What is Larry Summers' Criticism of the Fed?

November 11, 2013

The NYT had an article on a conference at the International Monetary Fund with the headline, “Candid Criticism of the Fed That Wasn’t On the Agenda.” The piece promises blunt criticism of the Fed from former Treasury Secretary and top Obama adviser Larry Summers:

“Now that he is no longer a candidate to head the Federal Reserve, Mr. Summers — who withdrew from consideration this fall in the face of stiff resistance in Congress, with the White House ultimately nominating Janet L. Yellen — was perhaps freer to speak in his trademark blunt style. And he didn’t disappoint, arguing that by many important metrics, policy has failed.

“Mr.

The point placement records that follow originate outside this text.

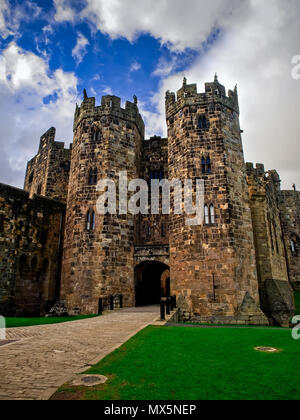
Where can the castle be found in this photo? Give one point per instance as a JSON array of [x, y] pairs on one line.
[[239, 267]]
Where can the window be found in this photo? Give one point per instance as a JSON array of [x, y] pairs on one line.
[[93, 176], [33, 263], [203, 124], [209, 214], [90, 220], [212, 214], [93, 221], [206, 165], [31, 178], [23, 264], [293, 246], [97, 135], [1, 223], [156, 175], [276, 238], [206, 215], [271, 235]]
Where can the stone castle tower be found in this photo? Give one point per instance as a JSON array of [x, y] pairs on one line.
[[98, 250], [212, 266], [237, 267]]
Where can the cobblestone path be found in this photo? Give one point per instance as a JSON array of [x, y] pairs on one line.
[[42, 358]]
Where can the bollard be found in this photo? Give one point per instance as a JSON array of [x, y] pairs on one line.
[[100, 306], [162, 310], [168, 306], [111, 303], [172, 302]]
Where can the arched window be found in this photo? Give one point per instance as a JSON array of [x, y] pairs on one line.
[[271, 235], [209, 214], [276, 239], [93, 218], [23, 264], [33, 263], [206, 215], [206, 165], [97, 135], [93, 176], [212, 214], [31, 177], [293, 246], [203, 124], [203, 163], [1, 223], [90, 220]]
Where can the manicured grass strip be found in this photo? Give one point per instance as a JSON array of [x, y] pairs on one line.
[[28, 322], [175, 363], [297, 302]]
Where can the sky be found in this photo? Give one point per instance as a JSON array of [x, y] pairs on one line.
[[50, 50]]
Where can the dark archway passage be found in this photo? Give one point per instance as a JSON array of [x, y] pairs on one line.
[[149, 282]]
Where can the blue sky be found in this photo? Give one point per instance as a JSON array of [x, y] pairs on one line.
[[50, 50]]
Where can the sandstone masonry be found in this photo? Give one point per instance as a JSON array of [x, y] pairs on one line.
[[239, 267]]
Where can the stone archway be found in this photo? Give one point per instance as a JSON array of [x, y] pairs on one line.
[[151, 282]]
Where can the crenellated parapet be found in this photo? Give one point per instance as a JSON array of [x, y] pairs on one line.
[[110, 106], [188, 95]]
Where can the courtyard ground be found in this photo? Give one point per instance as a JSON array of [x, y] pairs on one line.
[[184, 363], [36, 360], [29, 322]]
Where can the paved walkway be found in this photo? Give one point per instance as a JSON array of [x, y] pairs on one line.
[[45, 357]]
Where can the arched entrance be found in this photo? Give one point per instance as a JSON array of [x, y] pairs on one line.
[[152, 281]]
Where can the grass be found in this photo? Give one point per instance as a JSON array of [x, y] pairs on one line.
[[28, 322], [297, 302], [176, 363]]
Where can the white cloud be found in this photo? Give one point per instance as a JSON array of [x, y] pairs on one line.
[[165, 67], [108, 91], [25, 83], [4, 10], [135, 66], [256, 52], [176, 23], [80, 49], [64, 11]]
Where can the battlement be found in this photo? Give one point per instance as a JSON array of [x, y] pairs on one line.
[[110, 105], [16, 195], [155, 142], [188, 95], [258, 171], [48, 139]]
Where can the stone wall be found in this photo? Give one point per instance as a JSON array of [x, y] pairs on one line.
[[30, 252], [289, 205], [98, 259], [153, 229], [212, 266], [274, 287], [47, 173]]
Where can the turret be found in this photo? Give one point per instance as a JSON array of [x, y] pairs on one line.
[[188, 95], [204, 141], [99, 249]]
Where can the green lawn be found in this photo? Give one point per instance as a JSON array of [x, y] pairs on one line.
[[297, 302], [28, 322], [176, 363]]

Summers underscored how weak the economy remains, despite the extensive stimulus and the Fed’s continuing campaign of asset purchases, with the labor market slack and inflation subdued.

“‘My lesson from this crisis is, my overarching lesson is that it’s not over until it is over, and that is surely not right now,’ he said.

“He noted that short-term interest rates had remained close to zero for years, with no end in sight: ‘We may well need in the years ahead to think about how we manage an economy in which the zero nominal interest rate is a chronic and systemic inhibitor of economic activity.’

“‘There’s no evidence of growth that is restoring equilibrium,’ Mr. Summers added. ‘One has to be concerned about a policy agenda that is doing less with monetary policy than has been done before, doing less with fiscal policy than has been done before,’ and is ‘taking steps whose basic purpose is to cause there to be less lending, borrowing and inflated asset prices than there was before.'”

This appears to be more a criticism of the Obama administration and Congress for failing to run more aggressive fiscal policy than a criticism of the Fed. The Fed is clearly in uncharted territory in using monetary policy to try to boost the economy out of a severe slump. If Summers suggested a way in which the Fed could be more effective in boosting demand this NYT article neglected to mention it.

That would seem to imply that Summers directed the criticism at himself and his former colleagues for failing to push for more aggressive fiscal policy. Presumably he also regrets allowing bubbles to develop in his reign as Treasury Secretary, the eventual collapse of which led to the downturn. Summers likely also now would recognize that the high dollar policy that he and his predecessor pushed in the Clinton years was a serious mistake since the over-valued dollar led to a huge trade deficit. That in turn created a shortfall in demand that could only be filled by bubble generated demand.